Женщина изо всех сил ударила кулачками в мускулистую грудь дерзкого увальня, не оставлявшего попыток заключить ее в объятия. Однако силы были слишком не равны, и он был близок к осуществлению своего намерения. Я поднялся со скамьи, готовый вмешаться. Женщина замахнулась и влепила наглецу звонкую пощечину.
— Ах ты, паскуда! — взревел он, левой рукой схватил ее за плечи, а правую сжал в кулак, готовясь нанести удар.

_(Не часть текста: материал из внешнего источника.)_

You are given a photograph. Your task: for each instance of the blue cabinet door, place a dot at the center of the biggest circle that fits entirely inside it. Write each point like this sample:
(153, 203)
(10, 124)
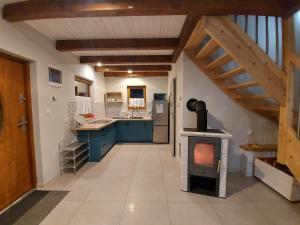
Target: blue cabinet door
(134, 131)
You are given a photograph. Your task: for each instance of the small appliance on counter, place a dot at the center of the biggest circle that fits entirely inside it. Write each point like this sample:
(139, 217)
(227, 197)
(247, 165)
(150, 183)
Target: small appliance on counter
(160, 116)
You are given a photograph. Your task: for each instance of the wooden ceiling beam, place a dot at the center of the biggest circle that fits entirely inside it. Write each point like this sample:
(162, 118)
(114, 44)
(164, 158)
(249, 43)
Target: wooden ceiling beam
(50, 9)
(117, 44)
(127, 59)
(188, 28)
(135, 68)
(136, 74)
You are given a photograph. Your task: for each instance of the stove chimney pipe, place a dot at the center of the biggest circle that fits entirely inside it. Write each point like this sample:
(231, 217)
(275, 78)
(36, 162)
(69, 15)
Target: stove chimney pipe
(199, 107)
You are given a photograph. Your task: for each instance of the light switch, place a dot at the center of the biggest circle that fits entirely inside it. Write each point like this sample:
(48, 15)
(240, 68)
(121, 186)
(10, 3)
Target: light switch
(48, 112)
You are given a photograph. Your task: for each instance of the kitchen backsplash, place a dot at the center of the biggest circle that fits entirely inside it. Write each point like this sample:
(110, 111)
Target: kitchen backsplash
(120, 110)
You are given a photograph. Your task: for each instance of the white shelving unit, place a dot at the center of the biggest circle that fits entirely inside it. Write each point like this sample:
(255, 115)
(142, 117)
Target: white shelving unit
(73, 156)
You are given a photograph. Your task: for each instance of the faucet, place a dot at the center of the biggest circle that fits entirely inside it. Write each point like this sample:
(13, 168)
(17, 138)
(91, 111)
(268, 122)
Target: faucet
(132, 113)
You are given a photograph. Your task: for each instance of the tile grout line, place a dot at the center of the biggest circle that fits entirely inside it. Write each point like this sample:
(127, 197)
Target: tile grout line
(129, 186)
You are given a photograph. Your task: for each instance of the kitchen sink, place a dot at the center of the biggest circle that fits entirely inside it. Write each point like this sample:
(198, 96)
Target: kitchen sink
(101, 122)
(135, 117)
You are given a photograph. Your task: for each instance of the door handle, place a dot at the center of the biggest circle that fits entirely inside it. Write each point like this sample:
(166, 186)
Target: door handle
(23, 123)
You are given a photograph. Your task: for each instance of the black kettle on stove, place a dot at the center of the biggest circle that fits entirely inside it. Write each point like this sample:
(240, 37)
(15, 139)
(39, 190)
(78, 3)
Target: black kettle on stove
(199, 107)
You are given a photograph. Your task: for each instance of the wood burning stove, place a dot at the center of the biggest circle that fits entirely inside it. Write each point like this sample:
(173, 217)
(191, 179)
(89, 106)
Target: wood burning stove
(204, 157)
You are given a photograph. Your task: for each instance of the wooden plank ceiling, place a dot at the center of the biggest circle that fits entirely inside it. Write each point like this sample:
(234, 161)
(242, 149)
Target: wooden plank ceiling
(31, 10)
(158, 28)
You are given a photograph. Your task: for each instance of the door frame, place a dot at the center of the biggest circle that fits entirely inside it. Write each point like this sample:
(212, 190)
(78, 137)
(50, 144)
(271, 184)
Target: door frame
(174, 90)
(27, 86)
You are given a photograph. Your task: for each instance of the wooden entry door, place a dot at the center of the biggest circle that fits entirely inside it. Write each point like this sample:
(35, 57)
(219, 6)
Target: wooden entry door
(17, 166)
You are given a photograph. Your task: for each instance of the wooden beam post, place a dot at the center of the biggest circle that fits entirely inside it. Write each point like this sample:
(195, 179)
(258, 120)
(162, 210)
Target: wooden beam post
(288, 47)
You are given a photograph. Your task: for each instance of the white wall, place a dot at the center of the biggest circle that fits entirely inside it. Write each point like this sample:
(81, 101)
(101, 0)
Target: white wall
(153, 85)
(224, 113)
(119, 84)
(297, 32)
(177, 72)
(49, 117)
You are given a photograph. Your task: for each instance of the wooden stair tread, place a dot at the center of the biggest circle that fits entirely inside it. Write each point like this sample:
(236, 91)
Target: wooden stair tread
(224, 59)
(242, 85)
(208, 49)
(253, 97)
(231, 73)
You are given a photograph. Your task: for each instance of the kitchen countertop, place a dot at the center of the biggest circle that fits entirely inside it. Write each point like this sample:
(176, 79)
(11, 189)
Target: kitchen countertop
(91, 126)
(222, 134)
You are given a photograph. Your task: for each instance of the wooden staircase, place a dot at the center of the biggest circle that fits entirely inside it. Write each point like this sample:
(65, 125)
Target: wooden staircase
(235, 63)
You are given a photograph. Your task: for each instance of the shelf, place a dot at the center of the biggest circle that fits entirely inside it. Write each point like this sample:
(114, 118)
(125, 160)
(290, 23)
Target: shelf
(115, 102)
(77, 154)
(70, 164)
(74, 146)
(73, 155)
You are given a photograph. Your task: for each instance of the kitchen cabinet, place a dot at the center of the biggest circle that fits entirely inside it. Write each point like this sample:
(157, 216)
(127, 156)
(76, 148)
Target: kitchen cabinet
(134, 131)
(101, 141)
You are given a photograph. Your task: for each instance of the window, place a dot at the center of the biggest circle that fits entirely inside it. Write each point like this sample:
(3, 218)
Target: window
(136, 97)
(82, 87)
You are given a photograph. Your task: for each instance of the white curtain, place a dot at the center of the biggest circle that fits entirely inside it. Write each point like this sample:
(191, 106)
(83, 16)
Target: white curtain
(136, 102)
(83, 105)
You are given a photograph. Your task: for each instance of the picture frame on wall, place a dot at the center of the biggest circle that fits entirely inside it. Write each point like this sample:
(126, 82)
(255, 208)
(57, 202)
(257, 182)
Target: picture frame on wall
(55, 77)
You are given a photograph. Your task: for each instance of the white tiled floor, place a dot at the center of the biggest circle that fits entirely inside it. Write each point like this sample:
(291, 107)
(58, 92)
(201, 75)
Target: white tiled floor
(139, 185)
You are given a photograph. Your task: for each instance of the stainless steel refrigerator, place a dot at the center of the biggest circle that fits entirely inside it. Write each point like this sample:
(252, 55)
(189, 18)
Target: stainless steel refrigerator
(160, 116)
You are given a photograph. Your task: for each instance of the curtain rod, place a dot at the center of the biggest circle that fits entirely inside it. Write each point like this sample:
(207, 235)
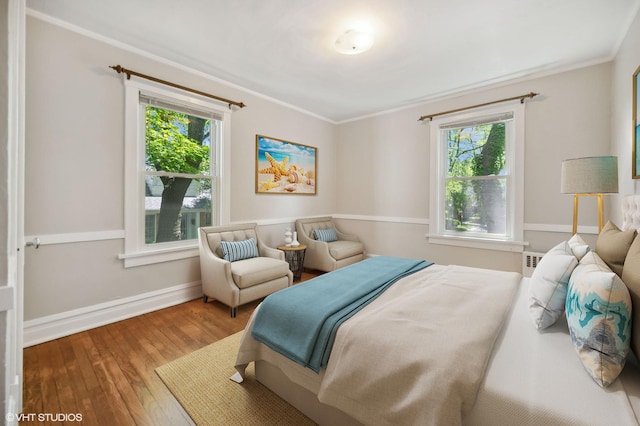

Не теряя ни секунды, я бросился к ним. Лишь сознание того, что из дома за происходящим наблюдает множество глаз, вынудило меня сдержаться, чтобы не прикончить негодяя на месте. Я ограничился тем, что схватил его за шиворот и отбросил прочь. То был здоровенный малый, но сила, которой обладаю я, многократно превосходит человеческую. От моего толчка его увесистая туша отлетела на значительное расстояние и тяжело грохнулась на землю.
Он злобно сверкнул глазами и процедил, не поднимаясь:
— Лет пятьдесят назад за такие дела на дуэль вызывали! Твое счастье, жалкий старикашка, что сейчас это не принято.
— Лет пятьдесят назад я не оставил бы от тебя и мокрого места, — невозмутимым тоном произнес я.
Полагаю, выражение моего лица было жутким, потому что юнец испуганно затаил дыхание, и я ощутил, как кровь отхлынула от его мясистых щек.